Dr. Dennis Morrison, a former scientist at Johnson Space Center, spent part of his 34-year career with NASA performing research on nanomaterials—materials 10,000 times smaller than a human hair. Specifically, Morrison’s research on nanoceramic materials started with the development of microcapsules, or tiny balloons the size of blood cells, designed to deliver cancer-fighting drugs by injection into solid tumors deep within the body.
Originally, these liquid-filled microballoons were made in low Earth orbit where the absence of gravity aided in the formation of the outer membrane. Eventually, these space-based experiments resulted in the development of a device that could make the drug-filled microcapsules on Earth.
In order to release all of the contents of a microcapsule when and where a physician wanted them, Morrison developed special ceramic nanoparticles containing a unique mixture of metal oxides. When these metallic-ceramic composites were incorporated into the surface of the microcapsule and subsequently heated by a magnetic field such as a Magnetic Resonance Imaging (MRI) diagnostic device, the composites produced negative or positive ions and heated to a predictable temperature. This caused the tiny ceramic-magnetic particles to melt holes in the microcapsule, and thereby release the drug contents on command. Eventual tests on human tumors grown in mice showed three small injections of the microcapsules within a 2-week period inhibited more than 50 percent of the tumor’s growth.
To exchange and share research on nanomaterials, Morrison attended nanotechnology conferences sponsored in part by NASA. At a 2001 conference in Galveston, Texas, Morrison met Farouk Shami, the founder and chairman of Farouk Systems Inc., a manufacturer of professional hair care and styling products in Houston. Shami asked Morrison about the latest ceramic applications in nanotechnology because he wanted to enhance the ceramic materials used in his company’s professional hairstyling tools. Specifically, Shami had developed slick ceramic coatings that emitted negative ions when heated.

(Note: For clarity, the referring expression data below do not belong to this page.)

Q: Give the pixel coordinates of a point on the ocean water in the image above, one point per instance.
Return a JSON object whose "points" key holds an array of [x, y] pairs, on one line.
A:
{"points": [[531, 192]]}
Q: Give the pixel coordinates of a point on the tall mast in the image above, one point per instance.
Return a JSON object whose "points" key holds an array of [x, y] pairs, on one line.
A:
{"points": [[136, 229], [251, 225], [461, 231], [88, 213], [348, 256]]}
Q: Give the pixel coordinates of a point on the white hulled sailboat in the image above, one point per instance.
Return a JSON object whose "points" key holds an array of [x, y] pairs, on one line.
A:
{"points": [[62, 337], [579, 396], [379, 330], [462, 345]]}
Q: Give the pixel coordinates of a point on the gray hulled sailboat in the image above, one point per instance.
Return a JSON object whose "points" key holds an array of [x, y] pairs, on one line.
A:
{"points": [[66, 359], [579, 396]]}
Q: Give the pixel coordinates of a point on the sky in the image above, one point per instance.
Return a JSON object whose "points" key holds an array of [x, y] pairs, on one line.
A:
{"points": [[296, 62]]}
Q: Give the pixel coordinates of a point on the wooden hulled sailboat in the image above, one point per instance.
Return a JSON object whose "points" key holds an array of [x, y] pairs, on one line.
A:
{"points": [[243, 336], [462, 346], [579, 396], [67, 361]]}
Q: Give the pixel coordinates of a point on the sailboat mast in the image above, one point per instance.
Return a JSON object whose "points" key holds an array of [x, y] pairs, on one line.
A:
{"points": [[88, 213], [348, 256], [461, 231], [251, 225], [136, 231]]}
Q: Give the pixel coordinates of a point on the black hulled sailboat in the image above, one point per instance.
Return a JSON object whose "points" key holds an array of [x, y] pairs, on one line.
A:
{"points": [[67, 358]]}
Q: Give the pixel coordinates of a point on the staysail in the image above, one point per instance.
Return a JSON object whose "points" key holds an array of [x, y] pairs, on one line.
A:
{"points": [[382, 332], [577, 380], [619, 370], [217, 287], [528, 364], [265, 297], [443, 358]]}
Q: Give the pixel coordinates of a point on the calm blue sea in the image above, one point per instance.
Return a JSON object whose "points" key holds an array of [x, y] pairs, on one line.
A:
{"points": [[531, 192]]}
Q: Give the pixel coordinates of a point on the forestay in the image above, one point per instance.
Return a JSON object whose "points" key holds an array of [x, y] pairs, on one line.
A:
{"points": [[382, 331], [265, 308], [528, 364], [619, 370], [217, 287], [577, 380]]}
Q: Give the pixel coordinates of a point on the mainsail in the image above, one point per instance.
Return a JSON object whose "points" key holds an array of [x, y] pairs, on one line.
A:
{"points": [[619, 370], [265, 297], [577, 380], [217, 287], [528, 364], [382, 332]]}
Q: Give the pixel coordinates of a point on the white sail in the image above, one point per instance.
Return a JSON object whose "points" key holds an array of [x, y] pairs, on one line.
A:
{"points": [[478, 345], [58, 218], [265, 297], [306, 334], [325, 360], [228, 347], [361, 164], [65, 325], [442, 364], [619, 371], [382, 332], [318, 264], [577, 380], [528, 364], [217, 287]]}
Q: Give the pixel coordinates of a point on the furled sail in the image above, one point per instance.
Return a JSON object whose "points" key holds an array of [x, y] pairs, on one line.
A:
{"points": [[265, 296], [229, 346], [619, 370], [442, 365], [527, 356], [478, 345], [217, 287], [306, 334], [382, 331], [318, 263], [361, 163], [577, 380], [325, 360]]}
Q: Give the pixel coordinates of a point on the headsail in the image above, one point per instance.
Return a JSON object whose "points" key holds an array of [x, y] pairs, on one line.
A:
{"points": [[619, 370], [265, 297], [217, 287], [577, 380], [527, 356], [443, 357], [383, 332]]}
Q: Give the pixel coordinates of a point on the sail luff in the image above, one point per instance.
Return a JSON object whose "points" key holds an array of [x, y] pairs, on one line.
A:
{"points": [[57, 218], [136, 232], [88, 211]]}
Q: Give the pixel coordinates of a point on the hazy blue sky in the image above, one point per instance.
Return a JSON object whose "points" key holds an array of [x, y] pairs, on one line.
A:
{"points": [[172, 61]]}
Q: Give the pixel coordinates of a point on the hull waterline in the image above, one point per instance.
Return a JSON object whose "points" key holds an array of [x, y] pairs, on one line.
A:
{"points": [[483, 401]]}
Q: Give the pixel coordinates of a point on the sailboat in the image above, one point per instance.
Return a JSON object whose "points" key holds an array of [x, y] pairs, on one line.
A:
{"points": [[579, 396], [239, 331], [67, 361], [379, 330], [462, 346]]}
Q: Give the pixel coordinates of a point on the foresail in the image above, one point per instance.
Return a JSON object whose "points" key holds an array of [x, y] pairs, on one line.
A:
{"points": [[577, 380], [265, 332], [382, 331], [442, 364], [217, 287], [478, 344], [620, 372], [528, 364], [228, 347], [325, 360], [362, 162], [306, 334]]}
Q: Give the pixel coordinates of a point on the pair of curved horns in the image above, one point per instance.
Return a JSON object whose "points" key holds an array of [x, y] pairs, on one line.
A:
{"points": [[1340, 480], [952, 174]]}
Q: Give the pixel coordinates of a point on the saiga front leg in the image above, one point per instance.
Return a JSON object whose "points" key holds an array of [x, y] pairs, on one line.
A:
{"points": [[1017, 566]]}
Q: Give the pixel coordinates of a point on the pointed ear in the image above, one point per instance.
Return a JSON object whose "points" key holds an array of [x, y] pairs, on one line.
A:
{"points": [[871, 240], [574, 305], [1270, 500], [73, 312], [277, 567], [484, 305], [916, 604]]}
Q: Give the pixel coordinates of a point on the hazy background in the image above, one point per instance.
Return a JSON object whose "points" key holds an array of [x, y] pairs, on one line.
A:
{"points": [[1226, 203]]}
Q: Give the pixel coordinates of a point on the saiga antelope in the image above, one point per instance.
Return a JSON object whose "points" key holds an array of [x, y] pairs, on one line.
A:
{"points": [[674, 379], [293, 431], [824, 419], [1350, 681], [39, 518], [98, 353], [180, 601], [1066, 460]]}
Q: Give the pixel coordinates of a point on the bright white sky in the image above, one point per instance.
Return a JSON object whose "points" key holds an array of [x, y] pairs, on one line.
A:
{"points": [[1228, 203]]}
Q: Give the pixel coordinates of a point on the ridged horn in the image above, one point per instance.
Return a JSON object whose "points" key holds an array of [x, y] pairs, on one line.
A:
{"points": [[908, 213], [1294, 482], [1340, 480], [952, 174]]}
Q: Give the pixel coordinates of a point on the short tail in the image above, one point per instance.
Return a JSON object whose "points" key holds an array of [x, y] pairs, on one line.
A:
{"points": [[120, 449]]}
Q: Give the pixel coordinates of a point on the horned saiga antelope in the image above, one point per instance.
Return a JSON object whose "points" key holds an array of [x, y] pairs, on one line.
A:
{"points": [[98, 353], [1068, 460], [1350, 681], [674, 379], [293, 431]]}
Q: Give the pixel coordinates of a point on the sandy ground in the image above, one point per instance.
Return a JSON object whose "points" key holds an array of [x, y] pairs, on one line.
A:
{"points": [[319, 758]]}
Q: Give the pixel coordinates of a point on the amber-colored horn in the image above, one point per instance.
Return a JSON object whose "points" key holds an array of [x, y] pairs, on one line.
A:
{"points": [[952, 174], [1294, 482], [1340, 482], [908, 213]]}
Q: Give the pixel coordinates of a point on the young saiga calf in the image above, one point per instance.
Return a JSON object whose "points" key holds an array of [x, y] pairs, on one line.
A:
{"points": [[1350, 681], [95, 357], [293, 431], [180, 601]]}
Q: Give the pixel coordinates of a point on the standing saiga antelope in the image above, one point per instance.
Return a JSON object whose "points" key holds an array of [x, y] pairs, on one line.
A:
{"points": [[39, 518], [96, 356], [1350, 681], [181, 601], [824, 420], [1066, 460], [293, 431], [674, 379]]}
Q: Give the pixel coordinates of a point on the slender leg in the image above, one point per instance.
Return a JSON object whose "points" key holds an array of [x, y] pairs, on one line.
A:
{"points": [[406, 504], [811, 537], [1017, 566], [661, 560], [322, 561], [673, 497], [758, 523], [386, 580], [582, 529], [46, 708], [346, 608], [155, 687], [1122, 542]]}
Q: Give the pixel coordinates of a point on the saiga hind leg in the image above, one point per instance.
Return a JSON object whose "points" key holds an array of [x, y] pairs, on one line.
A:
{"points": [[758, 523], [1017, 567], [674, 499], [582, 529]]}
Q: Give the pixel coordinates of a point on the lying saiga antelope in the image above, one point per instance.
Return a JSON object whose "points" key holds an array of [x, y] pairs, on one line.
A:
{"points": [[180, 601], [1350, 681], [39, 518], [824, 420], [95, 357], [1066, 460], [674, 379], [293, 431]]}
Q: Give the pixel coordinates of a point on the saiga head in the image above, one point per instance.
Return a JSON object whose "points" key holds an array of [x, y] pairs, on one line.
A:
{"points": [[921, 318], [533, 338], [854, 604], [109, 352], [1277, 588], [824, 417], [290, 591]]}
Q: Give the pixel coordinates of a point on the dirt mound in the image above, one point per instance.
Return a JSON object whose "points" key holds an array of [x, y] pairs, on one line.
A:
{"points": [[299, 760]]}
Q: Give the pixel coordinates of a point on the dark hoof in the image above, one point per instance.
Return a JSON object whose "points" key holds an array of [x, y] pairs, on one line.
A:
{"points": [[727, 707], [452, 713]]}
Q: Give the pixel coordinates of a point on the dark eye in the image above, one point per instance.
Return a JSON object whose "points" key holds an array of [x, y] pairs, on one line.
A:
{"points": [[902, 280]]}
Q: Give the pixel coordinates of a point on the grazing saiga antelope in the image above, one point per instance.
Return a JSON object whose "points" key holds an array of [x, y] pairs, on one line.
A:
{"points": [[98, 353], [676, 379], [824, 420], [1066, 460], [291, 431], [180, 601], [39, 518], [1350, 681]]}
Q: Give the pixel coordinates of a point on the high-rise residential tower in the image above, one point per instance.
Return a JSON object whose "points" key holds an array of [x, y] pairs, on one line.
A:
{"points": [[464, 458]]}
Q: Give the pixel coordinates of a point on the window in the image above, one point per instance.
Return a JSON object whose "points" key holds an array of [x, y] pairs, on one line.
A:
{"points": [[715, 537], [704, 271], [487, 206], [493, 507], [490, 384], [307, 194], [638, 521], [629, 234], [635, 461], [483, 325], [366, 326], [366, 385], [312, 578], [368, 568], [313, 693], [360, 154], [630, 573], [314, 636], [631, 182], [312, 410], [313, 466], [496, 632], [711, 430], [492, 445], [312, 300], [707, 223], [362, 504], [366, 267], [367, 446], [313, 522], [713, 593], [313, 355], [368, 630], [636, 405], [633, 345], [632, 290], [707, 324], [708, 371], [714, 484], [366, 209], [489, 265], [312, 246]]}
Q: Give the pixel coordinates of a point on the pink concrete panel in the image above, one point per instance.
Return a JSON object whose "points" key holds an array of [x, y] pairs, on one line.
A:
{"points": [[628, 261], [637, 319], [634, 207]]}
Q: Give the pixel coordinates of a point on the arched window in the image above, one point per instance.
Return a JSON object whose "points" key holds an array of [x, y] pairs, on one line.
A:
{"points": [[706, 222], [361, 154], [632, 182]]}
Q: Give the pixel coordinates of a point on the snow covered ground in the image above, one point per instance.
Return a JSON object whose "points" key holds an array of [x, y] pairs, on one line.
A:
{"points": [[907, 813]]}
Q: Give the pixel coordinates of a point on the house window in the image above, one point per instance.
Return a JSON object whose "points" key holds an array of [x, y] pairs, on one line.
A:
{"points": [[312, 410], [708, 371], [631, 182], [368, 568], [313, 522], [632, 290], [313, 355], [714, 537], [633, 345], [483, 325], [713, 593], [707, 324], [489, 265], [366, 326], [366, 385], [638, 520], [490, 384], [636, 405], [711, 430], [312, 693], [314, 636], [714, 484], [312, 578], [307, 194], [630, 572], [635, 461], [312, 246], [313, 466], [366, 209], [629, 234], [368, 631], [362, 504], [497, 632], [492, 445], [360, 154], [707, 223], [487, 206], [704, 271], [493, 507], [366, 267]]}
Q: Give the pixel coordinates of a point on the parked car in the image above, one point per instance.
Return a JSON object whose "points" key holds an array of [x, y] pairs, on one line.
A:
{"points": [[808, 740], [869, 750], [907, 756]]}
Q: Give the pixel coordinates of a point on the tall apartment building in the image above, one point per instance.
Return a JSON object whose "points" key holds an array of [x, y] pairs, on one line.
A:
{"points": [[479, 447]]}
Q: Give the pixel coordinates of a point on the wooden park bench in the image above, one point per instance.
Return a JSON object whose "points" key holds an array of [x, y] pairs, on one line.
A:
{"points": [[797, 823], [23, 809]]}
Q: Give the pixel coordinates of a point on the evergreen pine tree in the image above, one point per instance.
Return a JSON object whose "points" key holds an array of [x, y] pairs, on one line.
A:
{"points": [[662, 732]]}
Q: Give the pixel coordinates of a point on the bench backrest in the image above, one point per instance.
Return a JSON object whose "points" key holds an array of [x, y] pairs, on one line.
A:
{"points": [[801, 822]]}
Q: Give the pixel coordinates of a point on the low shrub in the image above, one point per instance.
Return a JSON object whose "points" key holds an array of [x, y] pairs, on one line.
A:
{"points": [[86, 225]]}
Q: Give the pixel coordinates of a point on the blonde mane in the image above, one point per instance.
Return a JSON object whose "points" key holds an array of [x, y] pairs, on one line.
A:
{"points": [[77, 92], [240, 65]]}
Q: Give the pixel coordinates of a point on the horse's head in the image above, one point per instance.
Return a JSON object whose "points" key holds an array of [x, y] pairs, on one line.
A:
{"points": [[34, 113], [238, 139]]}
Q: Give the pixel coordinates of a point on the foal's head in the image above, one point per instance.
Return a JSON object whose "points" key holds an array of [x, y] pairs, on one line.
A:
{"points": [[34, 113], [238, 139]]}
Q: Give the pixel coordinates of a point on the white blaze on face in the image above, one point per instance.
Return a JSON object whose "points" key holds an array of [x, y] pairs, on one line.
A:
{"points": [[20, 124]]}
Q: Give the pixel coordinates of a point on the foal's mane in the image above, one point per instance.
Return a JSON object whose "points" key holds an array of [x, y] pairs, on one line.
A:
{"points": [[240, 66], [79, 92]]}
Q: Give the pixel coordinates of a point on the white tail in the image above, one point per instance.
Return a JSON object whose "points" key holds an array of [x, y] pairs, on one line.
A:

After learning more from Morrison about ceramics containing special metal composites, Shami developed a unique ceramic composite and incorporated the material into his CHI (Cationic Hydration Interlink) hairstyling iron. When heated at low temperatures—roughly 180 to 200 ˚C—the metal components in the CHI ceramic released ions that proved beneficial for hairstyling. According to the company, the ions help to smooth and soften the hair, thus making it easier to manage and style.
“At Johnson, we were developing ceramic metallic components for triggering the release of drugs from microcapsules. I never had any idea that it might be beneficial to someone in the hair industry making a hair iron with ceramic plates,” says Morrison.